Al mediodía se cansaron de esperar y
se quitaron las vendas para descubrir que se encontraban en una parte del
bosque que no les resultaba familiar a ellos que, prácticamente, se había criado
en él. Tenían poca ropa de abrigo y estaban atados el uno al otro, Hansel y su
hermana, por una soga que unía sus tobillos dificultándoles el caminar
libremente.
Ya empieza a llorar otra vez, pensó Hansel.
—No llores más, Grettel, ya te dije
que no sirve de nada —dijo intentando sonar duro.
—¡Tengo frío! Miedo, y hambre —respondió
la niña sollozando.
—Y yo no, claro —dijo Hansel
sintiendo el peso de las almendras en su bolsillo. Le quedaban pocas, no
pensaba compartirlas con la llorona que no ayudaba en nada.
Buscaban una roca filosa para cortar
la soga, un camino conocido para huir del bosque, la madriguera de algún animal
para comer su sangre, cruda y maloliente. Algo.
Y las lágrimas insoportables de
Grettel, que no paraban, como el único sonido.
A lo lejos le pareció divisar un
techo entre los árboles, dentro de lo que parecía ser un pequeño claro entre
los árboles. Un techo viejo y negro.
Hacia allí encaminó sus pasos
empujando a su insoportable hermana. Ansiaba encontrar a alguien que le diera
de comer, que cortara la soga y que aceptara a Grettel como regalo. No
importaba el orden; pero quería deshacerse de ella lo más rápido posible.

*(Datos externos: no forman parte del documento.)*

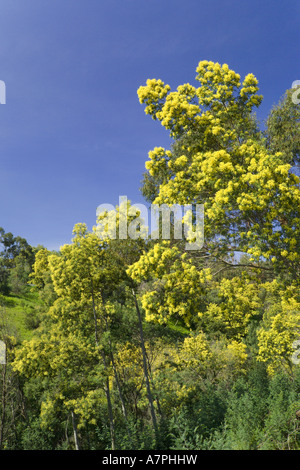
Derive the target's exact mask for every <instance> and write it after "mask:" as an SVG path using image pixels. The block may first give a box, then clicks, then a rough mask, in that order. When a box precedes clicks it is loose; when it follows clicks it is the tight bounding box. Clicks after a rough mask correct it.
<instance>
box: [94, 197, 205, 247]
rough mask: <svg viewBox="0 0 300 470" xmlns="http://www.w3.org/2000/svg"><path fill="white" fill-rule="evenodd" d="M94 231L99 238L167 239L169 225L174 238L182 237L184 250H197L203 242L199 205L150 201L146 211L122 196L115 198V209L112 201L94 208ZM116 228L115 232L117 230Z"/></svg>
mask: <svg viewBox="0 0 300 470" xmlns="http://www.w3.org/2000/svg"><path fill="white" fill-rule="evenodd" d="M96 215H97V226H96V233H97V235H98V236H99V237H100V238H101V239H104V238H108V239H117V238H119V239H122V240H124V239H127V238H131V239H133V240H136V239H138V238H143V239H147V238H149V236H150V238H151V239H152V240H157V239H159V238H161V239H163V240H170V238H171V226H173V233H174V239H176V240H183V239H184V240H185V242H186V244H185V249H186V250H200V249H201V248H202V247H203V243H204V205H203V204H186V205H184V206H181V205H179V204H172V205H168V204H162V205H158V204H151V208H150V222H151V224H150V225H151V233H149V232H150V230H149V223H148V222H149V210H148V209H147V207H146V206H145V205H144V204H134V205H130V204H129V203H128V200H127V197H126V196H120V197H119V208H118V209H117V208H115V207H114V206H113V205H112V204H101V205H100V206H98V207H97V211H96ZM117 231H118V233H117Z"/></svg>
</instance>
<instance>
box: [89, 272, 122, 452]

No soportaría por mucho más sus
lágrimas.
El bosque estaba silencioso en ese
rincón, y un olor viejo, el resabio de un olor, se sentía en el aire. Un
recuerdo que Hansel no terminaba de recuperar; un recuerdo al que sólo pudo
darle sentido cuando vio la casa consumida por el fuego, la puerta partida por
la mitad por la filosa hoja de algún hacha, las ventanas quebradas y el reguero
de lozas rotas en la entrada.
—La casa de la bruja —dijo en voz
baja.
La bruja que, años atrás, cuando él
recién aprendía a caminar, la inquisición supo juzgar por hechicería,
devoradora de fetos y prestamista con usura. Recordaba que su padre, antes de
morir de un hachazo por la espalda de un desconocido, le contó cómo, un grupo
de aldeanos encarnizados por el discurso del sacerdote de la comarca, atacó la
casa. Empalaron a la bruja y saquearon la exigua granja de la mujer.
La casa que contemplaban con los
ojos cargados de lágrimas, la casa de la bruja que quizá hubiera podido
ayudarlos a salir del amargo bosque, estaba vacía.
6 comentarios:
Siempre, siempre, siempre, hay que pensar las cosas antes de actuar...
Saludos
J.
Interesante la historia de Hansell y Grethel. Faltaron nuevos dulces.
que olor a azúcar quemada !!!!
un abrazo!!!!
además de que nunca se sabe quien nos puede ser útiles y provechosos en el futuro... de ahí que no debemos negar las opciones y opiniones de los demás, quizá en el futuro nos puedan servir.
:)
un abrazo
Gracias a los tres por sus visitas y comentarios.
J.
jajaja
no quedó ni la bruja, y bueno, heredaron la casa, o no?